As mature foreign capital entered various industries in China, questions began to pop into many people's mind. Now that China's trade surplus is hovering at a high level, are those pioneer foreign firms of low technology and low value added still needed? Should those polluting, high energy-consuming, resource-related enterprises be kept away from the domestic market in the future? Many say that it's improper to limit these foreign firms today after all the contribution they have made to market activity in the darkest days of the Chinese economy.
The EO: According to the new Catalogue, traditional processing businesses are neither encouraged nor limited or forbidden. What does this indicate?
Zhang: As far as I know, Taiwan, Hong Kong, and Macao enterprises are now preparing for anything by demonstrating their values in various ways to the government, and meanwhile, adjusting themselves according to the policies. I think the government should, above all, stick to its attitude of limiting or forbidding processing businesses, and at the same time provide certain support to them—they deserve it for their past service.
The government has long been working hard to gather processing enterprises in special areas such as bonded logistics zones, export-oriented processing zones and bonded ports.
The newly revised Catalogue shows the latest policies, their significance, and policy direction. Foreign firms today have more social responsibilities-- to conserve energy, control pollution, and produce higher technology products.
The EO: We heard of the government's concern about the joint financing of domestic and foreign capital during the revising process. And in the new Catalogue, many industries are labeled as "limited to joint ventures and partnerships". Is this what they call joint financing of domestic and foreign capital? Will it be able to temper the surge of foreign individual proprietorship enterprises?

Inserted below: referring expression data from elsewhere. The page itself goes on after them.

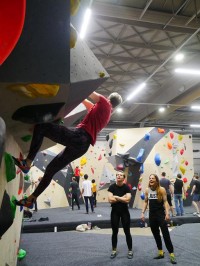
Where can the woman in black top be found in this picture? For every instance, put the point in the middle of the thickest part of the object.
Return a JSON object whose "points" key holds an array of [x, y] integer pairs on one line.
{"points": [[119, 195], [178, 195], [156, 196]]}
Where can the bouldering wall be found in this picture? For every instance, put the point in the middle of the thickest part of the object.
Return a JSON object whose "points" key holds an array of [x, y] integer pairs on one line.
{"points": [[11, 187], [147, 151]]}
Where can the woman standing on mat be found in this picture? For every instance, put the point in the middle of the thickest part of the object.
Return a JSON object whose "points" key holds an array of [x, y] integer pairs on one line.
{"points": [[119, 195], [156, 196], [76, 141]]}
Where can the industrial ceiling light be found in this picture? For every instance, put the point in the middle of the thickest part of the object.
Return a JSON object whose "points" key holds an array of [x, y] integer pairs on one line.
{"points": [[195, 107], [119, 110], [136, 91], [195, 125], [161, 109], [179, 57], [86, 20], [187, 71]]}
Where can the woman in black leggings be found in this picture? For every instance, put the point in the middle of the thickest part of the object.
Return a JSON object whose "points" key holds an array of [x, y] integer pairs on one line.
{"points": [[119, 197], [156, 196], [76, 141]]}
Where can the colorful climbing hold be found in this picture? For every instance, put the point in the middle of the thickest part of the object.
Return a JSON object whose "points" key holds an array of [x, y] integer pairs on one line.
{"points": [[171, 134], [182, 169], [161, 130], [169, 145], [10, 167], [147, 136], [157, 159], [21, 254], [26, 138]]}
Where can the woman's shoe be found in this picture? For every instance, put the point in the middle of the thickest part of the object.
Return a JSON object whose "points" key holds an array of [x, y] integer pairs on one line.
{"points": [[22, 165], [26, 202], [160, 256]]}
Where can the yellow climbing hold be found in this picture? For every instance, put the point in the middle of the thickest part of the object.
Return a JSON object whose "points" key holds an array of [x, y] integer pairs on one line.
{"points": [[83, 161], [114, 136], [180, 137], [182, 169]]}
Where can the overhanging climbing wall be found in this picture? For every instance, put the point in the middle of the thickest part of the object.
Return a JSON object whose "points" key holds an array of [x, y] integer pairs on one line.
{"points": [[150, 150]]}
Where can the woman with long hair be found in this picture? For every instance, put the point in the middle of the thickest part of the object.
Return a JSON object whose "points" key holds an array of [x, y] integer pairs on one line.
{"points": [[156, 196]]}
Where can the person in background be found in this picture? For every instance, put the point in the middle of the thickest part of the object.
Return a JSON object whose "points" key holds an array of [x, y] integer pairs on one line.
{"points": [[164, 182], [36, 185], [76, 141], [74, 189], [87, 193], [119, 195], [195, 193], [179, 192], [156, 197], [77, 172], [94, 192]]}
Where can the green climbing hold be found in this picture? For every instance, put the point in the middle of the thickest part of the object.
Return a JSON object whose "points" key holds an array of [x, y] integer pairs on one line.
{"points": [[10, 167], [26, 138], [21, 254], [13, 206]]}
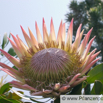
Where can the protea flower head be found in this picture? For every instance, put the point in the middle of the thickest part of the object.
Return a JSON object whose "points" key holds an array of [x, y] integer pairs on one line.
{"points": [[50, 66]]}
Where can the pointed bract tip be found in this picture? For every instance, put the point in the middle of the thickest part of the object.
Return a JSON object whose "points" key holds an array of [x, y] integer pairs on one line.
{"points": [[43, 21]]}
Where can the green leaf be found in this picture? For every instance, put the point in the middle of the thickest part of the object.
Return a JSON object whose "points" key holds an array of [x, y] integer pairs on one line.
{"points": [[95, 74], [97, 88], [4, 41], [11, 51], [15, 96], [5, 88], [5, 100], [84, 84], [77, 90]]}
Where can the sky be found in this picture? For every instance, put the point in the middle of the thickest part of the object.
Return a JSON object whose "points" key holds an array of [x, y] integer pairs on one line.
{"points": [[14, 13]]}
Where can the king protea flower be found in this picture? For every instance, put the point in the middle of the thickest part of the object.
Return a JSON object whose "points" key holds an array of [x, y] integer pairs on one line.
{"points": [[50, 66]]}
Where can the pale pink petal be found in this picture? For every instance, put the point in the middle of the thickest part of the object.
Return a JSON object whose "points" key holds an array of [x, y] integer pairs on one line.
{"points": [[22, 85], [64, 88], [24, 47], [88, 58], [70, 33], [16, 49], [39, 37], [89, 66], [28, 40], [84, 43], [15, 61], [79, 81], [11, 69], [93, 57], [33, 40], [78, 38], [17, 43], [37, 93], [59, 36], [63, 34], [45, 33], [88, 48], [52, 31]]}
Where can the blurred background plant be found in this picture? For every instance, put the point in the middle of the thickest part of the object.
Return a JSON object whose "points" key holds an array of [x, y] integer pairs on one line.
{"points": [[90, 14]]}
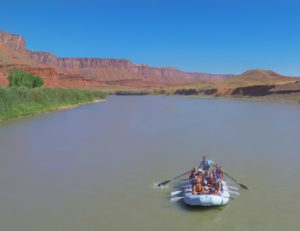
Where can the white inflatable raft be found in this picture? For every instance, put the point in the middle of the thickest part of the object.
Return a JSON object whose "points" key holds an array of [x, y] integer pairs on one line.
{"points": [[206, 200]]}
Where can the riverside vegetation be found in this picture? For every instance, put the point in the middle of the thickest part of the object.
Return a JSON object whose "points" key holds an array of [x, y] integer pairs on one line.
{"points": [[24, 96]]}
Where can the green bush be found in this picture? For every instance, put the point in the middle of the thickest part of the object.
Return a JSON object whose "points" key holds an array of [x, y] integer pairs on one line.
{"points": [[20, 78], [22, 101]]}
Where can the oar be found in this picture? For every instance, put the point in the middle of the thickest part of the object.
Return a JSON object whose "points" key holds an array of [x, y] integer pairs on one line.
{"points": [[175, 193], [168, 181], [242, 185]]}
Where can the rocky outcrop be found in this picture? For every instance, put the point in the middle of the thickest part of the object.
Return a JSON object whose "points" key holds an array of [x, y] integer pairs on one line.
{"points": [[99, 70], [13, 41], [287, 88]]}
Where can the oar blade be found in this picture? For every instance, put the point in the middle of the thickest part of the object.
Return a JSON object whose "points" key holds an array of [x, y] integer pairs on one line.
{"points": [[244, 186], [174, 199], [175, 193], [163, 183]]}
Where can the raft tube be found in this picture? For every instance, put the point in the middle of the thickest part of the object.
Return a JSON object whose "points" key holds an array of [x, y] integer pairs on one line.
{"points": [[207, 199]]}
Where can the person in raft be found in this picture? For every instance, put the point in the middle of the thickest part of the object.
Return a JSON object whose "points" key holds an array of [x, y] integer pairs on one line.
{"points": [[205, 163]]}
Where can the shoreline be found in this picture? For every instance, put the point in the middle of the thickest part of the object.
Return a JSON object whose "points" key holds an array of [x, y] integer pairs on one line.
{"points": [[48, 111], [289, 99]]}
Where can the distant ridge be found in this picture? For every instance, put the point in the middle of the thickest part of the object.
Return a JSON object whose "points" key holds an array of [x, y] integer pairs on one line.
{"points": [[82, 72]]}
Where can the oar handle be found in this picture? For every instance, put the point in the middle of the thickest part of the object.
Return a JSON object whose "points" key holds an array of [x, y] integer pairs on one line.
{"points": [[181, 175]]}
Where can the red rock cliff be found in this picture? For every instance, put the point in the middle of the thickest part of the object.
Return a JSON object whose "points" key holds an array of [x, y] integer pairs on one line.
{"points": [[101, 71]]}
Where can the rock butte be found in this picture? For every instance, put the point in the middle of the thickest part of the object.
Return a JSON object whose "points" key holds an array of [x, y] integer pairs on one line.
{"points": [[89, 72], [120, 73]]}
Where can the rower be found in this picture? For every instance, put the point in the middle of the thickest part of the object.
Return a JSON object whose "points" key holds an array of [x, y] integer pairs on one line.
{"points": [[205, 163], [219, 171]]}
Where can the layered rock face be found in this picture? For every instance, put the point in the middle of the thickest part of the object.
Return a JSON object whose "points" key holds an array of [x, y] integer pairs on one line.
{"points": [[13, 41], [101, 71], [3, 78]]}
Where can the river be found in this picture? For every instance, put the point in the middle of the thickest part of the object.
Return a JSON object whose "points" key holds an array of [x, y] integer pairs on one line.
{"points": [[94, 167]]}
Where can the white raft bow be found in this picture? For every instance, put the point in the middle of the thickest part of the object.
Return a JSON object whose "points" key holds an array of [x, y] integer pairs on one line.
{"points": [[207, 199]]}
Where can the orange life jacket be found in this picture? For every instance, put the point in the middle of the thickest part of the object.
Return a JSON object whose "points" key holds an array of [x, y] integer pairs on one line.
{"points": [[198, 187], [220, 173]]}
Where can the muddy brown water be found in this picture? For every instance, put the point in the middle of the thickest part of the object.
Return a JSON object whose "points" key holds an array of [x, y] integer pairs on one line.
{"points": [[93, 167]]}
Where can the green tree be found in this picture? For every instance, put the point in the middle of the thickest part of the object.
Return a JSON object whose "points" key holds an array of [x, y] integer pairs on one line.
{"points": [[20, 78]]}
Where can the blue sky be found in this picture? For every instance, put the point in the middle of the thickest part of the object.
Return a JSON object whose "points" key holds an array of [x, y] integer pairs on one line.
{"points": [[216, 36]]}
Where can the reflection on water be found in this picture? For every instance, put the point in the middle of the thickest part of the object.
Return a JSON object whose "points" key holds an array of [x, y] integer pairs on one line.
{"points": [[93, 167]]}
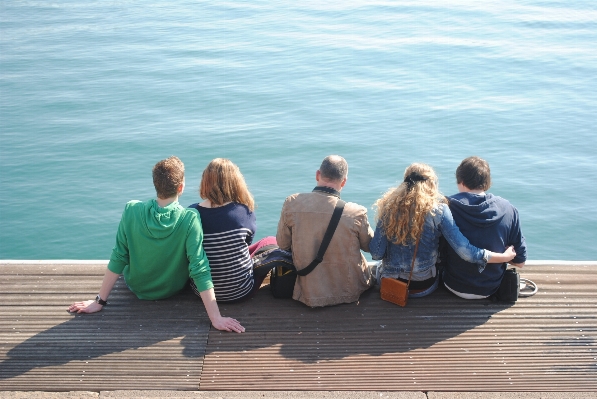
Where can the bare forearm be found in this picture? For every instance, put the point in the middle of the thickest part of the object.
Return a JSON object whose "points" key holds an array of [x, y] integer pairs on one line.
{"points": [[211, 306], [221, 323], [110, 279]]}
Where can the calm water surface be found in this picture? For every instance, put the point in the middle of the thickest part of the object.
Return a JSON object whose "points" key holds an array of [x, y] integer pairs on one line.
{"points": [[94, 93]]}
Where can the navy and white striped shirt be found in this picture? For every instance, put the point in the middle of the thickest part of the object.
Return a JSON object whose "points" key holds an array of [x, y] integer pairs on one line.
{"points": [[227, 233]]}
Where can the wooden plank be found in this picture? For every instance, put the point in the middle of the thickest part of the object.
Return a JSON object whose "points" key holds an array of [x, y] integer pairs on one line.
{"points": [[130, 344], [439, 343]]}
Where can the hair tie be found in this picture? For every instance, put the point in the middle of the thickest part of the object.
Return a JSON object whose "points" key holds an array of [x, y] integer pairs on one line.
{"points": [[412, 178]]}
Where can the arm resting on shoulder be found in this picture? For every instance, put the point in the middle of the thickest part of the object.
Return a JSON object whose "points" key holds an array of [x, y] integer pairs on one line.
{"points": [[365, 234], [378, 243], [505, 256], [221, 323], [284, 233], [91, 306]]}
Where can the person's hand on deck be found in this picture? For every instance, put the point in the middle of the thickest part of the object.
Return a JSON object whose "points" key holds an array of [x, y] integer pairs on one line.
{"points": [[85, 307], [510, 253], [228, 324]]}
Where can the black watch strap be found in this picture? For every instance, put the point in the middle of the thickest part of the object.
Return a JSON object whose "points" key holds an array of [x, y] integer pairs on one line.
{"points": [[98, 299]]}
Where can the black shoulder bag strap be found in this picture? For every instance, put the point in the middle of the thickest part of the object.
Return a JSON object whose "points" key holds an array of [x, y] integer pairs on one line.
{"points": [[326, 239]]}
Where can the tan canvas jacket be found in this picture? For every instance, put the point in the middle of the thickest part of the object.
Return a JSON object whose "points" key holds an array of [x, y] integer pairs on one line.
{"points": [[343, 275]]}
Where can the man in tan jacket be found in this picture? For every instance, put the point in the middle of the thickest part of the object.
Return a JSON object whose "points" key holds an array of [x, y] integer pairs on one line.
{"points": [[343, 275]]}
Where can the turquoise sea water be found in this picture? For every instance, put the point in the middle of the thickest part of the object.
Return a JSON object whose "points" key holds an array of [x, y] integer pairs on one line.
{"points": [[94, 93]]}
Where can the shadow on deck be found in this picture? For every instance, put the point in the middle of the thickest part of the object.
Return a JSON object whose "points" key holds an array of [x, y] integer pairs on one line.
{"points": [[440, 343]]}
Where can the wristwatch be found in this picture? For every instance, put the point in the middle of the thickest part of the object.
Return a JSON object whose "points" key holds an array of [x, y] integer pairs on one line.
{"points": [[98, 299]]}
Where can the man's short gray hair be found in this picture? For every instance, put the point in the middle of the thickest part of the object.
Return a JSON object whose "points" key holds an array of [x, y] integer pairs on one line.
{"points": [[334, 168]]}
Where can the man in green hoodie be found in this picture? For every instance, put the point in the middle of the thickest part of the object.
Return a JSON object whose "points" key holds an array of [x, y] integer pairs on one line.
{"points": [[159, 244]]}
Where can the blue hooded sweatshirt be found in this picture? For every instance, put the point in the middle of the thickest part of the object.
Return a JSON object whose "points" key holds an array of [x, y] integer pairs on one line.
{"points": [[490, 222]]}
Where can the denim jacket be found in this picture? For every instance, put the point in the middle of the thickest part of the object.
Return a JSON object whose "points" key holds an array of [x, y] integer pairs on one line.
{"points": [[398, 258]]}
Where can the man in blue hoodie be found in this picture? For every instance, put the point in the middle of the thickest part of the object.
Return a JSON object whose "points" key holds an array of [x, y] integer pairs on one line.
{"points": [[488, 221]]}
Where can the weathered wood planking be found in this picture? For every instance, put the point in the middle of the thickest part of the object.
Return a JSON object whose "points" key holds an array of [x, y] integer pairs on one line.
{"points": [[439, 343], [131, 344]]}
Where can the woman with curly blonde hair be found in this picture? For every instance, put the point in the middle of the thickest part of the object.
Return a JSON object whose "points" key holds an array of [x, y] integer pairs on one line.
{"points": [[416, 211], [229, 225]]}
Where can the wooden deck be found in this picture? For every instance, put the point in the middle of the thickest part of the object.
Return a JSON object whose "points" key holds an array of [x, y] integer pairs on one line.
{"points": [[440, 343]]}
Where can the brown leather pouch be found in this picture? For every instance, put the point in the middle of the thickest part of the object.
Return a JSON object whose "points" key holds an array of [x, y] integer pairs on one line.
{"points": [[394, 291]]}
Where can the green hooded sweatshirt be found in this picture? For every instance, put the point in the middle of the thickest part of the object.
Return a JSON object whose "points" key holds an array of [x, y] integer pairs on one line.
{"points": [[157, 249]]}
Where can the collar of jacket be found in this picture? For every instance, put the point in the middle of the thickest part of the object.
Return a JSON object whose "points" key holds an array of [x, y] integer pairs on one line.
{"points": [[327, 190]]}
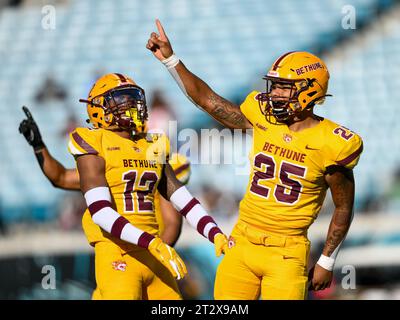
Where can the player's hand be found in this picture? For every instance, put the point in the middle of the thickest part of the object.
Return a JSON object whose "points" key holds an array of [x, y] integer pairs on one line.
{"points": [[220, 244], [168, 257], [159, 43], [319, 278], [30, 130]]}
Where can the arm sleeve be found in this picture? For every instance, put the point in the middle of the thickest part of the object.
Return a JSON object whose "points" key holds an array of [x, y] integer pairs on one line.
{"points": [[345, 153]]}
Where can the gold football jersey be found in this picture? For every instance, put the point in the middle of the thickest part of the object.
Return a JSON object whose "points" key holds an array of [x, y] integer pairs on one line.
{"points": [[133, 171], [287, 188]]}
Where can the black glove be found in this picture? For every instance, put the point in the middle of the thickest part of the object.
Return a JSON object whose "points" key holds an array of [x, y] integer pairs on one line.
{"points": [[30, 130]]}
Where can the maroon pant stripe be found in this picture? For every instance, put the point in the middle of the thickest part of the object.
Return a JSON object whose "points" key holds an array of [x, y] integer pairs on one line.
{"points": [[277, 62], [202, 224], [145, 239], [189, 207], [213, 232], [351, 157], [98, 205], [117, 227]]}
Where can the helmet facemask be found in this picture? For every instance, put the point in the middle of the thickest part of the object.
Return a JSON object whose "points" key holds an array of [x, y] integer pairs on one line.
{"points": [[279, 109], [124, 108]]}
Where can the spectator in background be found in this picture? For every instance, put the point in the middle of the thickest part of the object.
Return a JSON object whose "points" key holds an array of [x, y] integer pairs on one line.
{"points": [[51, 90]]}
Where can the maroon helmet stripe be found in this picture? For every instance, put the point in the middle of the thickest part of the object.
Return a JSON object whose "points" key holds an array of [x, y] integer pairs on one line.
{"points": [[121, 77], [118, 225], [203, 222], [145, 239], [276, 64], [213, 232], [181, 168], [189, 207], [351, 157], [83, 144], [98, 205]]}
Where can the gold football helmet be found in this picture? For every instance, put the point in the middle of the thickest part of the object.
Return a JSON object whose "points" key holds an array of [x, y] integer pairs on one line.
{"points": [[115, 101], [304, 74]]}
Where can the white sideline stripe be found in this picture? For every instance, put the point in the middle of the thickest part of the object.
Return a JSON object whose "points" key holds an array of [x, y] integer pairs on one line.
{"points": [[96, 194], [73, 149]]}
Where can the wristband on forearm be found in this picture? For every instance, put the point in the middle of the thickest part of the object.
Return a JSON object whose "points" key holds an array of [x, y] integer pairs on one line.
{"points": [[171, 62], [98, 201]]}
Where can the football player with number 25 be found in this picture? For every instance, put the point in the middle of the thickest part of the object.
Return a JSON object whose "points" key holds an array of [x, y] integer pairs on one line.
{"points": [[296, 157]]}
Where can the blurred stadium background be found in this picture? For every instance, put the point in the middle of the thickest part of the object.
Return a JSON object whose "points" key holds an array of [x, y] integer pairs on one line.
{"points": [[230, 44]]}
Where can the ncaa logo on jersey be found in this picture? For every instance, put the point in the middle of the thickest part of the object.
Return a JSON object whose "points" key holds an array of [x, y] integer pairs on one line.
{"points": [[287, 137], [119, 265], [231, 242]]}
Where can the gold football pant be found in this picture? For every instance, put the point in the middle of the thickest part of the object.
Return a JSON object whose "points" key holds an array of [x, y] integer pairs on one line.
{"points": [[135, 275], [262, 263]]}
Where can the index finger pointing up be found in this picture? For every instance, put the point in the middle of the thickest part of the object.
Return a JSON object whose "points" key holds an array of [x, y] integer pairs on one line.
{"points": [[27, 112], [161, 30]]}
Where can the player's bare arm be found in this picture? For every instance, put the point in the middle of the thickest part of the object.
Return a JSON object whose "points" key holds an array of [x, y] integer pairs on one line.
{"points": [[168, 183], [172, 222], [58, 175], [341, 183], [91, 171], [224, 111]]}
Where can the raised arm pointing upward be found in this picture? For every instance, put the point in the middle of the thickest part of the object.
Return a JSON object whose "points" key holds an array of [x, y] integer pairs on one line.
{"points": [[193, 87]]}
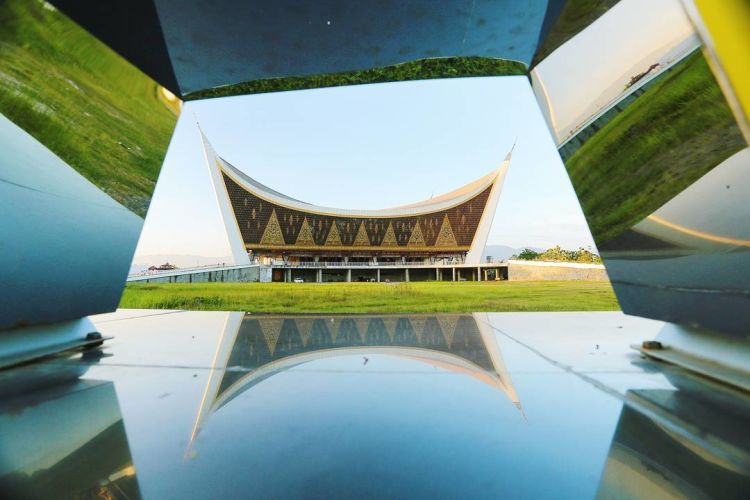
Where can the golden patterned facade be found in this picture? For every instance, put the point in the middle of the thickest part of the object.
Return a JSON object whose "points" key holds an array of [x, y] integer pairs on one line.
{"points": [[265, 225], [264, 222]]}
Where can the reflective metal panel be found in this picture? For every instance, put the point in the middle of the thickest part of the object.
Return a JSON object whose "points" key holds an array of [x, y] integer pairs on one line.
{"points": [[228, 41], [658, 163], [65, 440], [84, 134]]}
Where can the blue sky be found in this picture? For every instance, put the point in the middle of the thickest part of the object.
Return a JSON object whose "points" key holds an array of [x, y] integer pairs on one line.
{"points": [[369, 146]]}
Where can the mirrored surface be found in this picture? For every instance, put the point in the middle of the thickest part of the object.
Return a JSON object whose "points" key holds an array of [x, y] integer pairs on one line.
{"points": [[62, 437], [657, 161], [440, 406], [84, 134]]}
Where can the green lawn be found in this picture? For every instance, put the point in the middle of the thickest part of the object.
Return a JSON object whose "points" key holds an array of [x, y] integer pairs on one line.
{"points": [[421, 69], [374, 297], [678, 130], [84, 102]]}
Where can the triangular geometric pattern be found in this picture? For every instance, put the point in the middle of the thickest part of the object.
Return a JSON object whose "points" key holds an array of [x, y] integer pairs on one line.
{"points": [[448, 325], [305, 236], [416, 239], [361, 240], [389, 240], [272, 233], [333, 238], [446, 238], [271, 332], [417, 324], [390, 326], [304, 327]]}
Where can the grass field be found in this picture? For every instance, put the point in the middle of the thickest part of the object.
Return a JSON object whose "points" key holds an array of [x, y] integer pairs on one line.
{"points": [[422, 69], [84, 102], [374, 297], [678, 130]]}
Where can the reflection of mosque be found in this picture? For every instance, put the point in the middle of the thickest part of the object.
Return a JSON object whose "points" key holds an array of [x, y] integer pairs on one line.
{"points": [[254, 348]]}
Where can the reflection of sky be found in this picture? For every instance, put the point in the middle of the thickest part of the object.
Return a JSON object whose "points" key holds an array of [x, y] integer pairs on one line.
{"points": [[592, 68], [393, 427], [370, 146]]}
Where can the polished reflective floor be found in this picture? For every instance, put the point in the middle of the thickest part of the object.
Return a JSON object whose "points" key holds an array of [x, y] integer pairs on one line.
{"points": [[213, 405]]}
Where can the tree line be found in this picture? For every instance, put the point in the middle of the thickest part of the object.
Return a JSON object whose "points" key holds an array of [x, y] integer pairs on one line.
{"points": [[557, 254]]}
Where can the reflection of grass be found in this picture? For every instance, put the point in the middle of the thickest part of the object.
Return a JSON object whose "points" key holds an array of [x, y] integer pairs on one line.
{"points": [[678, 130], [374, 297], [444, 67], [81, 100], [574, 17]]}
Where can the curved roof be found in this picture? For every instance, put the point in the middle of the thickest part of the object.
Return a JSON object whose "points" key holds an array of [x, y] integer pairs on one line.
{"points": [[434, 204]]}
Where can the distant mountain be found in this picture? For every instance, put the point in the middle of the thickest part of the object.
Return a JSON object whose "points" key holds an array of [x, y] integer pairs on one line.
{"points": [[503, 252], [142, 262]]}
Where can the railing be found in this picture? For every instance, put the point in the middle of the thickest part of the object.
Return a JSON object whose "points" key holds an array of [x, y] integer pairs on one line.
{"points": [[204, 267], [322, 264]]}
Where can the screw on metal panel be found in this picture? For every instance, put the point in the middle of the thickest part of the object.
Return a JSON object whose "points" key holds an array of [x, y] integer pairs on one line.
{"points": [[654, 345]]}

Zhang: We have followed a "V" route in treating joint ventures and partnerships. In the early days, foreign firms were obligated to cooperate with domestic ones and share their technologies. After China joined the WTO, some of the barriers were removed as it had promised. Therefore foreign firms had a freer business environment and gradually turned to individual proprietorships. Gaining their independence, those firms began protecting their own interests by adopting harsher measures of "counter-imitation" and "counter-technology-divulging", and applying intellectual property rights rules and WTO regulation. Despite the land and favorable policies we offered, we didn't realize the technology transfers we had hoped for. That's why the government resorted to the joint venture mode this time.